Tuesday, August 21, 2012

Wall Street steps in when Ivy League fails

This was a very interesting article in the Washington Post that tackled the question as to the how and why students choose the finance field.  According to the article it was necessarily the student choosing the profession but Wall Street choosing them

Here are some points that I gleaned from the Post article here

  • What Wall Street figured out is that colleges are producing a large number of very smart, completely confused graduates. Kids who have ample mental horsepower, an incredible work ethic and no idea what to do next.
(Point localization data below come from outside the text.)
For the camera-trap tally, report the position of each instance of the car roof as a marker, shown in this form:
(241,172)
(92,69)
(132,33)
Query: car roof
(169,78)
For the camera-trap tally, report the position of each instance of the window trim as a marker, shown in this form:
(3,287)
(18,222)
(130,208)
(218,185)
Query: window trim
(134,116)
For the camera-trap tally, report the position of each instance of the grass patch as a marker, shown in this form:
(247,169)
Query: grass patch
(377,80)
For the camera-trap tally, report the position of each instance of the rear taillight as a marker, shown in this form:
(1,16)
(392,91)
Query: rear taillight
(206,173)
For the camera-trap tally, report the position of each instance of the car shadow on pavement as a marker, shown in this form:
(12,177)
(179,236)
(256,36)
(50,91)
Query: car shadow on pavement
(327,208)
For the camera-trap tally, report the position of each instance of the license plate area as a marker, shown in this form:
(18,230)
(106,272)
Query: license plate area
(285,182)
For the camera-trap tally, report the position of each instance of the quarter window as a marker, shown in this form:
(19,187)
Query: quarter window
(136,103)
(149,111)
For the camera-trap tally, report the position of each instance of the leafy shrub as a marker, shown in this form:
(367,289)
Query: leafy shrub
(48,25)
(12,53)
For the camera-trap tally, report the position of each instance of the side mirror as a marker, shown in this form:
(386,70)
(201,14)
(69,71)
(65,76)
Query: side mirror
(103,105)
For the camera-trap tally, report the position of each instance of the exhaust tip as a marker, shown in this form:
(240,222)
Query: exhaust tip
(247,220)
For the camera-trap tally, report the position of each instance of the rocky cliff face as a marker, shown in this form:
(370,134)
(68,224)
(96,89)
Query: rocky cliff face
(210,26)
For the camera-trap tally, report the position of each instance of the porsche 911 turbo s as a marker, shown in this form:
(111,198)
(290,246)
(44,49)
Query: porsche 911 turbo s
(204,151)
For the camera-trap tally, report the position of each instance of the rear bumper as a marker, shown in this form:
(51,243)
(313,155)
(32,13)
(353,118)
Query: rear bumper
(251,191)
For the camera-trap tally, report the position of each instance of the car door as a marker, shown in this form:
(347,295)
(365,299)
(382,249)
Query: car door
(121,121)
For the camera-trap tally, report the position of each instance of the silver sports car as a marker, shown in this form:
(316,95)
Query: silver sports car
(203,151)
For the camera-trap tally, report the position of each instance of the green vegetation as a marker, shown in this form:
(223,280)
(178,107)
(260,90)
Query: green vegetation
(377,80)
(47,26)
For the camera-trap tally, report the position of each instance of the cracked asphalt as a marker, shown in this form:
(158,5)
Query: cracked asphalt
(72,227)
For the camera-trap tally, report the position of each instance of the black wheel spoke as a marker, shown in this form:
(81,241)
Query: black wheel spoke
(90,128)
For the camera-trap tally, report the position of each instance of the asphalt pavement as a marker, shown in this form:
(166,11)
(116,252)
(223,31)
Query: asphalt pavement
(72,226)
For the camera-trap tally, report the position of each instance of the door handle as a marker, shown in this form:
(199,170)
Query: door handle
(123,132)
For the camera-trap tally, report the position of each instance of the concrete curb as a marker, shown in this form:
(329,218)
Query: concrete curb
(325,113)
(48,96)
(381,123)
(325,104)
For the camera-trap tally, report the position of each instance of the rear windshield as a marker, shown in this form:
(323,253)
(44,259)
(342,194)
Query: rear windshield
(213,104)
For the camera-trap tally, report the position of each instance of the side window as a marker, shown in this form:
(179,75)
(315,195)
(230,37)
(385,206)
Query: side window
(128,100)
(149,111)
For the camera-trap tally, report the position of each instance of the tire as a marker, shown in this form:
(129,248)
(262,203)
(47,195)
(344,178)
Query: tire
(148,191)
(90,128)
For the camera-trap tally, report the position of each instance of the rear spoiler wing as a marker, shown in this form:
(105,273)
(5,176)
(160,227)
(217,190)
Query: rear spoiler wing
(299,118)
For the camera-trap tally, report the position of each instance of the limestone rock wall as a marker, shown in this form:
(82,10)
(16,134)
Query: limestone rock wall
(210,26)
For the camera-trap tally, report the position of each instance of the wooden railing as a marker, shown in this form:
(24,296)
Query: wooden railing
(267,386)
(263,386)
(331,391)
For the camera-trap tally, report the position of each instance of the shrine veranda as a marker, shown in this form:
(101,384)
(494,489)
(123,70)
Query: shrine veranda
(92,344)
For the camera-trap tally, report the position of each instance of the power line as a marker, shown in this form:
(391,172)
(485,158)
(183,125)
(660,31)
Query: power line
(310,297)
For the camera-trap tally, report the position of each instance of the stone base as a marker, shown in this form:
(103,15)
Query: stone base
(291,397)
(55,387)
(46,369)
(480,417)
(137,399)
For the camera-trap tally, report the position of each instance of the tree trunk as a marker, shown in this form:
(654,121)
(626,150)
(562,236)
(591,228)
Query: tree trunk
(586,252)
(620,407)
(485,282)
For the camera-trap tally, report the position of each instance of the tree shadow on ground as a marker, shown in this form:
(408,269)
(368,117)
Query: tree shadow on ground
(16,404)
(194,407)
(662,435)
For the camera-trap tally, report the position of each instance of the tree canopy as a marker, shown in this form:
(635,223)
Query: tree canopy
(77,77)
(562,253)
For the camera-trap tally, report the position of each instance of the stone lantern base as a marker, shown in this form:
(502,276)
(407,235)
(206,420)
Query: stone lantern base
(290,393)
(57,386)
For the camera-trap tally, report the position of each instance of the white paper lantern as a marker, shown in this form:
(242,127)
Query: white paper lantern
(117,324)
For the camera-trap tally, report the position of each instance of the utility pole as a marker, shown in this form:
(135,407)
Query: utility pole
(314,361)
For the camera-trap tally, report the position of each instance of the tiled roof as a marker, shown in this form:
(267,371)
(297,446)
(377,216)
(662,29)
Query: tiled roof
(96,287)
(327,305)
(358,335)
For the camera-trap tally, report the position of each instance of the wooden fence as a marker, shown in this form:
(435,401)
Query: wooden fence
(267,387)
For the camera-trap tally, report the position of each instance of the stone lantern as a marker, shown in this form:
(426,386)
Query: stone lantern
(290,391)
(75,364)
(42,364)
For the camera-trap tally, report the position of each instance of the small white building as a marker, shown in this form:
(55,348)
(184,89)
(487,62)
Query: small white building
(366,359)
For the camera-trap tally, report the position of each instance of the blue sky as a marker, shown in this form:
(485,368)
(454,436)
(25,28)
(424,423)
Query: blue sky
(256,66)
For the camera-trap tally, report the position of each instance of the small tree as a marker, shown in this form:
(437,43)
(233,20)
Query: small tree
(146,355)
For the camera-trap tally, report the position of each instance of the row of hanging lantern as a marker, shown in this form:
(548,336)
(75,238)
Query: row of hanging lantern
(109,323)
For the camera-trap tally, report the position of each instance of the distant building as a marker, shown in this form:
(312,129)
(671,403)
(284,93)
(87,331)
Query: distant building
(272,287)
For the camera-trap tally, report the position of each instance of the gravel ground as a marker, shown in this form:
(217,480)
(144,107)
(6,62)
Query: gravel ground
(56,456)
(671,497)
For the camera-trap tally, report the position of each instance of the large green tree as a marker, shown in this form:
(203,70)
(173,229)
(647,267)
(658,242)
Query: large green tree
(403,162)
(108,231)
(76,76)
So the finance industry takes advantage of that confusion, attracting students who never intended to work in finance but don’t have any better ideas about where to go.
  • It begins by mimicking the application process that Harvard students have already grown comfortable with. “It’s doing a process that you’ve done a billion times before,” says Dylan Matthews, a senior at Harvard who was previously a researcher at the Washington Post.
  • “Everyone who goes to Harvard went hard on the college application process,” he said. “Applying to Wall Street is much closer to that than applying anywhere else is. There are a handful of firms you really care about; they all have formal application processes that they walk you through; there’s a season when it all happens; all of them come to you and interview you where you live, etc. Harvard students are really good at formal processes like that, and they’re less good at going on Monster or Craigslist and sorting through thousands of job listings from thousands of companies whose reputations they don’t know. Wall Street and consulting (and Teach for America) turn applying to jobs into applying to college, more or less.”
  • But that’s only half of it. The bigger draw, explained a recent Harvard graduate who majored in social science and went to Goldman Sachs for two years, is what Wall Street is selling to potential applicants. “It’s about squelching anxiety in general. It checks the job box. And it’s a low-risk opportunity. It’s a two-year program with a great salary and the promise to get these skills that should be able to transfer to a variety of other areas. The idea is that once you pass the test at Goldman, you can do anything. You learn Excel, you learn valuation, you learn how to survive intense hours and a high-pressure environment. So it seems like a good way to launch your career. That’s very appealing for those of us at Harvard who were not in pre-professional majors.”